Nintendo's conference was pretty quick and to the point, so it ended almost an hour earlier then the others. They might have been able to use that time to introduce the Wii games that they left out of their conference, and they also left a lot of details out about the Wii U, such as the price. There is still a lot left for Nintendo to explain, and it'll have to do so in the months to come. To summarize, all three companies focused on their issues and paved the way for more customers. In some cases, it might have cost them a good conference. In others, it may have opened new opportunities.
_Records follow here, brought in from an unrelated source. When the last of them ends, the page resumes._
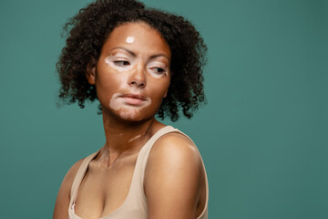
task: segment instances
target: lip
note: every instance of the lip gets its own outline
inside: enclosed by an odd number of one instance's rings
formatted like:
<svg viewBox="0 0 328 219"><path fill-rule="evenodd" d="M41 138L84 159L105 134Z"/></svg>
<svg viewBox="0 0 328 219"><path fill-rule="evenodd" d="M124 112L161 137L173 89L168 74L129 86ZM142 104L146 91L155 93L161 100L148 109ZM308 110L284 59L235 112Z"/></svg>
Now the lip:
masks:
<svg viewBox="0 0 328 219"><path fill-rule="evenodd" d="M140 94L128 93L121 95L119 98L123 99L125 103L128 105L141 105L146 101L146 98Z"/></svg>

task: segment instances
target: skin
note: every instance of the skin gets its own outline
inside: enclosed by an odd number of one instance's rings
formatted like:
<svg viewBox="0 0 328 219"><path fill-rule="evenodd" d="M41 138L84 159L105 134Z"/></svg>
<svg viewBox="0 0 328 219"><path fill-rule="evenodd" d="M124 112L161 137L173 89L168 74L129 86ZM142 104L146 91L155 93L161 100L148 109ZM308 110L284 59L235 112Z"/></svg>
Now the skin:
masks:
<svg viewBox="0 0 328 219"><path fill-rule="evenodd" d="M127 42L128 37L134 41ZM117 210L130 186L137 156L144 143L165 127L155 118L170 82L171 53L160 34L149 25L116 27L105 42L97 66L87 78L95 84L106 142L90 162L80 185L76 214L99 218ZM142 101L122 95L139 94ZM108 141L110 140L110 141ZM57 195L54 218L67 218L70 188L83 160L67 173ZM197 218L205 205L205 178L196 146L179 133L159 138L149 153L144 192L148 218Z"/></svg>

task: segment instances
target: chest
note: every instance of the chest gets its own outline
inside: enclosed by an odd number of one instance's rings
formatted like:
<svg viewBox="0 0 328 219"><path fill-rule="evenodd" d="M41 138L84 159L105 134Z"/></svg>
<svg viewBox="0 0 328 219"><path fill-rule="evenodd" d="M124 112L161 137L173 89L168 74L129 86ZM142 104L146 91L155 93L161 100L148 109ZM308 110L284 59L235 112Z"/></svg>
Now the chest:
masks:
<svg viewBox="0 0 328 219"><path fill-rule="evenodd" d="M137 155L109 167L92 161L78 188L76 214L82 218L100 218L118 209L128 194L136 162Z"/></svg>

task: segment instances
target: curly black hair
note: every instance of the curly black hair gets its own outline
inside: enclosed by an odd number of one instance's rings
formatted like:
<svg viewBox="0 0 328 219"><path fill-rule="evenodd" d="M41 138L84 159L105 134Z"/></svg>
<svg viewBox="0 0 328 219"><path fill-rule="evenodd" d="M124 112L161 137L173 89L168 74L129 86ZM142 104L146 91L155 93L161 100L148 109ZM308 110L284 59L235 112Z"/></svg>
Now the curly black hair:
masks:
<svg viewBox="0 0 328 219"><path fill-rule="evenodd" d="M173 73L167 98L157 116L179 119L192 117L204 102L203 67L207 47L200 33L184 17L153 8L146 8L136 0L97 0L79 10L64 26L67 35L56 70L61 88L59 98L68 104L85 107L86 99L97 99L95 85L87 82L87 68L97 65L101 48L115 27L128 22L145 22L159 31L171 50L170 71ZM101 105L98 109L101 110ZM101 113L101 112L100 112ZM99 114L100 114L99 113Z"/></svg>

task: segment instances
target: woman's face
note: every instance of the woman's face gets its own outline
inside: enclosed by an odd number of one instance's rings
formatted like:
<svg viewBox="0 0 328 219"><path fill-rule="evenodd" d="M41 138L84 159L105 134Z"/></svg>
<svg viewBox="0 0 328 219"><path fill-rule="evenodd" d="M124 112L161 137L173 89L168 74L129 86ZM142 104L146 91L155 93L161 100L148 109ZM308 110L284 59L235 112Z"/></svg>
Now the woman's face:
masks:
<svg viewBox="0 0 328 219"><path fill-rule="evenodd" d="M103 110L125 120L148 120L167 95L170 58L157 30L142 22L124 24L109 35L87 79Z"/></svg>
This year and the years before at E3 have shown how over the past few years the video game market has been transformed into something dynamic and ever changing. Perhaps the introduction of new audiences might lessen the experiences of those of us who are more acquainted to video games, but in the root of it all, it depends on what each of us is interested in. Quite the first entry, hopefully I'll be able to keep up with this. Thanks for reading!